History | |
---|---|
Name: | SS Torrey Canyon |
Owner: | Barracuda Tanker Corporation |
Operator: | British Petroleum |
Port of registry: | Liberia |
Builder: | Newport News Shipbuilding & Drydock Co |
Yard number: | 532 |
Laid down: | 1959 |
Identification: | UK official number 536535 |
Fate: | Sank after running aground on 18 March 1967 |
General characteristics | |
Type: | Supertanker |
Tonnage: | 61,263 GRT |
Length: | 974.4 ft (297.0 m) |
Beam: | 125.4 ft (38.2 m) |
Draught: | 68.7 ft (20.9 m) |
Propulsion: | Single shaft; steam turbine |
Speed: | 17 knots (31 km/h; 20 mph) |
Capacity: | 120,000 tons of crude oil |
SS Torrey Canyon was an LR2 Suezmax Class oil tanker with a cargo capacity for 120,000 tons of crude oil. She was shipwrecked off the western coast of Cornwall, England, on 18 March 1967, causing an environmental disaster. At that time she was the largest vessel ever to be wrecked.

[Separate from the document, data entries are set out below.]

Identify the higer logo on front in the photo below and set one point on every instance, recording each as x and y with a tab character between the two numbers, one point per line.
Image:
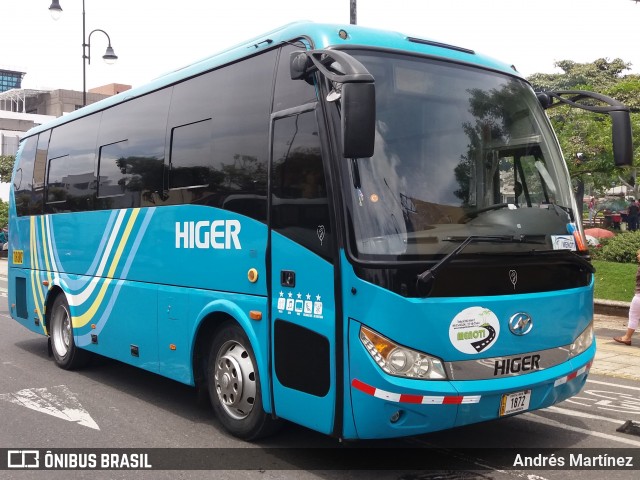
217	234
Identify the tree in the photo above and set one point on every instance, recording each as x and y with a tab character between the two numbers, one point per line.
6	167
588	134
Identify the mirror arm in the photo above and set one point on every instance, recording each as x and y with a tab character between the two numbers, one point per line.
305	63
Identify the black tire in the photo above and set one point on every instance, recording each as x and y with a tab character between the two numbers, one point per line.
65	352
234	385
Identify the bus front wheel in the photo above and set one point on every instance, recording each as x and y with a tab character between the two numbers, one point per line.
234	385
65	352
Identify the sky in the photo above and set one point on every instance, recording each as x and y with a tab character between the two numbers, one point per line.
153	37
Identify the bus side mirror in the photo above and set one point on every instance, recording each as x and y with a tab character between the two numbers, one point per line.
358	119
620	118
622	138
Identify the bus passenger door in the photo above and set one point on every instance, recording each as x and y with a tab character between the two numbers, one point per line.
302	278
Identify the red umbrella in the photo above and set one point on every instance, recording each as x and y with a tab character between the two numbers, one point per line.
599	232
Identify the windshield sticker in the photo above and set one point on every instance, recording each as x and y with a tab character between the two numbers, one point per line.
563	242
474	330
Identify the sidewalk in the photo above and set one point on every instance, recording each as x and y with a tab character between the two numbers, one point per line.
613	358
610	320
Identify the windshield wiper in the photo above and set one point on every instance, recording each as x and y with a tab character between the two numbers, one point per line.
430	274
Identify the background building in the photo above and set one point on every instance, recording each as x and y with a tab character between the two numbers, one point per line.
10	79
23	108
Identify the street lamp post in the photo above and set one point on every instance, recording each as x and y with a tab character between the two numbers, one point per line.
109	57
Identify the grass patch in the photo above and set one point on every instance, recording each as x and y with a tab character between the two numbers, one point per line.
615	281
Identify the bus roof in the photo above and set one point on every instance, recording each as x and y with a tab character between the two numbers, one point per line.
320	35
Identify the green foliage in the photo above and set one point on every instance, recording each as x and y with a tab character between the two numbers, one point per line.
587	133
6	167
621	249
614	281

When laid down by the Newport News Shipbuilding and Drydock Company in the USA in 1959, she had a capacity of 60,000 tons. However, the ship was later enlarged in Japan to 120,000 tons capacity.
At the time of the shipwreck she was owned by Barracuda Tanker Corporation, a subsidiary of the Union Oil Company of California, and registered in Liberia but chartered to British Petroleum. She was 974.4 feet (297.0 m) long, 125.4 feet (38.2 m) beam and had 68.7 feet (20.9 m) of draught..
On 19 February 1967, Torrey Canyon left the Kuwait National Petroleum Company refinery, at Mina Mina Al Ahmadi, Kuwait (later Al Ahmadi) on her final voyage with full cargo of crude oil. The ship reached the Canary Islands on 14 March. From there the planned route was to Milford Haven in Wales.
Torrey Canyon struck Pollard's Rock on Seven Stones reef, between the Cornish mainland and the Isles of Scilly, on 18 March. It became grounded and, several days later, began to break up.